Ну вот и открылась завеса тайны лютой неприязни пристава к репортерам. Должна заметить, с такими вводными, его абсолютно не за что винить.
– Что было дальше?
– Дальше… – он невесело усмехнулся. – Со службы выкинули. Может и на каторгу бы загнали, да заслуги припомнились. Нашли выход – сослать из столицы в маленький, удаленный городок. В Китеже пристав требовался, так чего бы двух зайцев одним выстрелом не убить? И меня с глаз долой, и позицию свободную закрыть? Да вы не думайте, Софья Алексеевна, я не жалуюсь. Даже рад, что все так повернулось. Выше бы забрался, больнее бы падать пришлось. Зато тут я при деле. Жалованье платят исправно. Сыт, одет, обут, крыша, опять же, над головой. На квартирные деньги, что добавляют сверху, снимаю скромное жилье. Жених, правда, более не завидный…
– Не говорите так, – схватила я его за руку. – Вы… вы…
Закончить не успела. За спиной раздалось покашливание.
– Софья Алексеевна, вот так встреча.
Я на секунду зажмурилась. Загадала, как в детстве, что открою глаза, и все посторонние исчезнут, оставив нас с Ермаковым наедине. Но чуда не случилось. Оно, вообще, стоит повзрослеть, случается редко. Пришлось разворачиваться. Поспешно делать лицо, излучающее вежливый интерес.
– Сергей Данилович, не ожила вас здесь увидеть. Кажется, у нас с вами вошло в привычку встречаться в самых необычных местах.

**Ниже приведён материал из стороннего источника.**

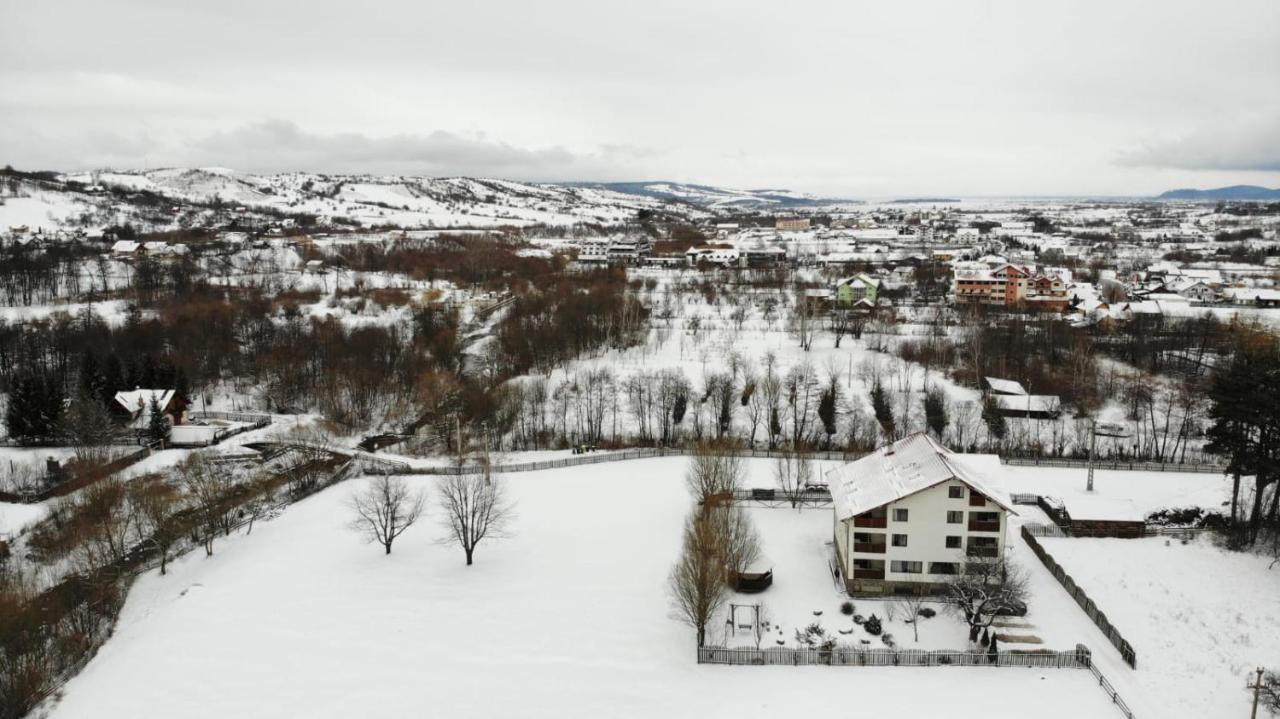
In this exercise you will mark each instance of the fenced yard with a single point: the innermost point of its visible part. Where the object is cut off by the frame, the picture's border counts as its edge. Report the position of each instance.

Граф был один. В расстегнутой шубе, без шапки. Судя по бледным щекам, на ярмарке он недавно, не успел как следует окоченеть.
– Ваша правда, – он сверкнул глазами в сторону Гордея и склонил голову. – Пристав.
Тот ответил таким же кратким кивком.
– Ваше сиятельство, граф.
На том взаимное приветствие мужчин подошло к концу. Задумчивый взгляд Бабишева снова метнулся ко мне. В глазах читалось ничем не прикрытое волнение.
– Морозно нынче, не так ли? – с очевидной натяжкой, улыбнулся он и покраснел, как майская роза. – Я маменьке гостинцев хотел прикупить. Калачей, да сахарных леденцов. Гляжу, знакомое лицо в толпе. Дай, думаю, подойду поближе. До последнего полагал, что обознался. Однако, это вы…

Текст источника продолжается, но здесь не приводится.